Menurut pendapatnya, selama ini pendidikan di
sekolah telah membelenggu
perkembangan pribadi dan masyarakat, oleh karena itu kalau masyarakat
mau maju harus dibebaskan dari sekolah, masyarakat akan berkembang melalui
jaringan belajar.
Belajar berlangsung sepanjang hayat, karena itu mitos bahwa belajar
hanya berlangsung di sekolah adalah keliru. Belajar yang sebenarnya berlangsung
lebih banyak di luar sekolah dan tanpa arahan guru. Obyek untuk pendidikan atau
sumber untuk memperoleh pengetahuan adalah perpustakaan, laboratorium, workshops,
galeri seni, dan lain-lain dimana ada tempat dan sarana yang memungkinkan untuk
belajar.
6.
Paulo Freire
Paulo Freire (1921 - 1997) adalah seorang ahli pendidikan Brazilia,
dan pernah menjabat sebagai sekretaris Departemen Pendidikan Kota Sao Paolo.
Dalam posisinya itu dia telah berusaha menerapkan teori dan konsep
pendikdikannya, yang banyak menghadapi tantangan dari mereka yang berpandangan
konservatif.
Menurut Freire pendidikan
adalah usaha memanusiakan
manusia, tujuan pendidikan
adalah pembebasan yang permanen.
Pembebasan permanen ini berlangsung dalam dua tahap : pertama tahap
kesadaran akan penindasan,
dan kedua membangun
kemantapan dengan aksi budaya yang membebaskan. Untuk itu semua pihak
harus berpartisipasi dalam pendidikan. Freire sangat prihatin dengan makin
lebarnya kesenjangan antara yang kaya dan miskin. Sementara itu dia mengamati
bahwa sekolah telah menjadi elitis, dan terisolasi dengan masyarakat. Prinsip
dasar pendidikan menurut Freire adalah belajar bertolak dari realitas yang
nyata, kemudian dibawa dalam program pembelajaran, dan akhirnya kembali ke
realitas nyata dengan praksis baru.
7.
Ki Hajar Dewantara
Ki Hajar Dewantara (1889 - 1959) seorang tokoh pendidikan Indonesia
yang memprakarsai berdirinya lembaga pendidikan Taman Siswa. Dia lebih terkenal
dengan filsafat pendidikannya tut wuri handayani, ing madya mangun karsa, ing
ngarsa sung tulada. Dewantara mengklasifikasikan tujuan pendidikan dengan
istilah tri-nga (tiga nga - nga adalah huruf terakhir dalam abjad Jawa Ajisaka).

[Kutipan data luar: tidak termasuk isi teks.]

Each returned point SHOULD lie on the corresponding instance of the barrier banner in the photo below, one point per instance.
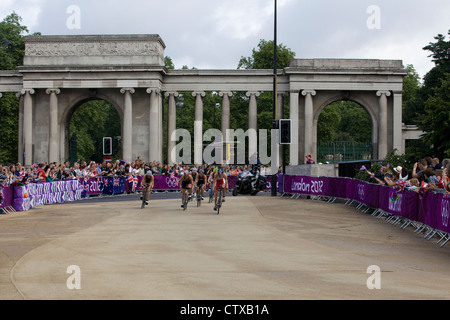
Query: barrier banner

Nga pertama adalah ngerti (memahami atau aspek intelektual), nga kedua ngrasa
(merasakan atau aspek afeksi), dan nga ketiga adalah nglakoni (mengerjakan atau
aspek psikomotorik). Rumusan ini telah
dilakukan sekitar 20 tahun
sebelum Bloom dkk.
merumuskan taksonomi tujuan pendidikan
yang meliputi aspek
kognitif, afektif dan
psikomotor.
Menurut Dewantara, adalah
hak tiap orang untuk mengatur diri sendiri, oleh karena itu pengajaran
harus mendidik anak menjadi manusia yang merdeka batin, pikiran dan tenaga.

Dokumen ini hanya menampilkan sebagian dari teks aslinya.